The Sheffield Press

Technology

AI unlocks first complete reading of Herculaneum scroll

By Pamella Goncalves ·
AI unlocks first complete reading of Herculaneum scroll

An entire Herculaneum scroll, PHerc. 1667, has been virtually unwrapped and read from beginning to end for the first time, turning a charred relic from the Villa of the Papyri into readable text. On June 25, the Vesuvius Challenge made the data and code behind the breakthrough openly available.

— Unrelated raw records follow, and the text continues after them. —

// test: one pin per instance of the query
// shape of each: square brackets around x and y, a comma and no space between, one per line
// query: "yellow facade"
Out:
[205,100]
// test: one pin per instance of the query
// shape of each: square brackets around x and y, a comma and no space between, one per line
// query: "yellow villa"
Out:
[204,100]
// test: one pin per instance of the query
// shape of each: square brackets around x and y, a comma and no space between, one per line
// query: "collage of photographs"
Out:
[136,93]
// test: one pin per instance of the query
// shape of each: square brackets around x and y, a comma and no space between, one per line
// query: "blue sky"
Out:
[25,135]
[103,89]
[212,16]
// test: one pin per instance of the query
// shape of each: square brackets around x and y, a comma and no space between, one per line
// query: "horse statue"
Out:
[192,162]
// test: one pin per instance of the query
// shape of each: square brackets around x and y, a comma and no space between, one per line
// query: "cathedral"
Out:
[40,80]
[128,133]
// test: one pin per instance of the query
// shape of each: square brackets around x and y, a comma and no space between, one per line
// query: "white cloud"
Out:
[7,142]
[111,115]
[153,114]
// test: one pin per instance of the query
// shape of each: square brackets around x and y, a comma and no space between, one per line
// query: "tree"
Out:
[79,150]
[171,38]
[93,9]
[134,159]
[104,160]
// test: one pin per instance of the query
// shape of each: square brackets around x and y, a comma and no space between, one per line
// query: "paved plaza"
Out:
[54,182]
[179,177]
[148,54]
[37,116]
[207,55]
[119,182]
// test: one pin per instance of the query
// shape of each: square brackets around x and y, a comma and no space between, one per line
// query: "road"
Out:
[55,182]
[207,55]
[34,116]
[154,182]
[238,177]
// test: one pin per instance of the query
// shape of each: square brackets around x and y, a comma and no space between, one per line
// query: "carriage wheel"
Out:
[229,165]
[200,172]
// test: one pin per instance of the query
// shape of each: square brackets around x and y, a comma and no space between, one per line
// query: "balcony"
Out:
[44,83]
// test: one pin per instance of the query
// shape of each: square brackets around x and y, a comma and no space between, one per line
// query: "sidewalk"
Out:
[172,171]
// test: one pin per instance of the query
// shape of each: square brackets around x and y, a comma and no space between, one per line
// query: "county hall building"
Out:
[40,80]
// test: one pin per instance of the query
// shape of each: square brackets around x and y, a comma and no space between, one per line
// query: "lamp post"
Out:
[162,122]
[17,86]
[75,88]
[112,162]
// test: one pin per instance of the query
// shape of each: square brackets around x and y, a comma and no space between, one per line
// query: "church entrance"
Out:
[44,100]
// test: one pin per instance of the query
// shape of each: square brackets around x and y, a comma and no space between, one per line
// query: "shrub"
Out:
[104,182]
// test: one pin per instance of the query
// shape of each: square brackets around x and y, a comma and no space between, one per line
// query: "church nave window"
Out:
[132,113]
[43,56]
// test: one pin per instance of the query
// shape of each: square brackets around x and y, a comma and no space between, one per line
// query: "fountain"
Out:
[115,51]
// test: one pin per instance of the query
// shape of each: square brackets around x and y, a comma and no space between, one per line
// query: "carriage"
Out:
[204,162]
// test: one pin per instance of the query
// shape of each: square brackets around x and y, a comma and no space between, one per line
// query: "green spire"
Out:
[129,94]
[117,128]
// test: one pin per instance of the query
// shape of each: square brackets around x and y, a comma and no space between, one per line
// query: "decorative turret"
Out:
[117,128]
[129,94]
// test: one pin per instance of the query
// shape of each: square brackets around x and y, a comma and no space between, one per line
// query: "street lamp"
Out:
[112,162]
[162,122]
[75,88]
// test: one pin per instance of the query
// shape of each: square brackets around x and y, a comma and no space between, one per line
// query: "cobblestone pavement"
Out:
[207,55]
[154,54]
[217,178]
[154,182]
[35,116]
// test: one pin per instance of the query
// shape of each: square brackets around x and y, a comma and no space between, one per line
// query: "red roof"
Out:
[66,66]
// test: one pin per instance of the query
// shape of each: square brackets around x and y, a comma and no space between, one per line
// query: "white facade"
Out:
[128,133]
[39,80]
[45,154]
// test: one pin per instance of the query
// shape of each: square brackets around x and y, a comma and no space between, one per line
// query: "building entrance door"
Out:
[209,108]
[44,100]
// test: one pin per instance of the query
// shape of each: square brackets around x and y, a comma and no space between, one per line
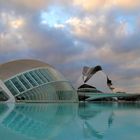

The scroll comes from the library buried at Herculaneum when Mount Vesuvius destroyed the town in 79 CE. Systematic excavation there began in 1738, and the Villa of the Papyri has since yielded hundreds of carbonized papyrus scrolls that survived only because the eruption baked them into carbon. About 300 of those scrolls still exist, with most conserved in the National Library of Naples and others held in Paris, London and Oxford.

AI-generated illustration
AI-generated illustration

For centuries, the manuscripts were effectively unreadable. Earlier physical attempts to open the brittle rolls damaged many of them, making the surviving collection one of the hardest literary archives in the ancient world to access. The texts are Greek philosophical works, often linked to Epicureanism, and are associated with the intellectual world of the Bay of Naples and the villa owned by Lucius Calpurnius Piso Caesoninus.

The reading is part of the Vesuvius Challenge, launched in 2023 to use machine learning and computer vision, along with synchrotron micro-CT imaging, to recover the text inside the sealed scrolls. The effort has awarded more than $1.8 million in prizes. In 2024, a team won the $700,000 grand prize for reading passages from a 2,000-year-old scroll. In 2025, two researchers took home $60,000 for identifying the title and author of a sealed papyrus scroll carbonized by Vesuvius.

Vesuvius Challenge — Wikimedia Commons
Philodemus via Wikimedia Commons (Public domain)

The goal is to read all 300 buried Herculaneum scrolls.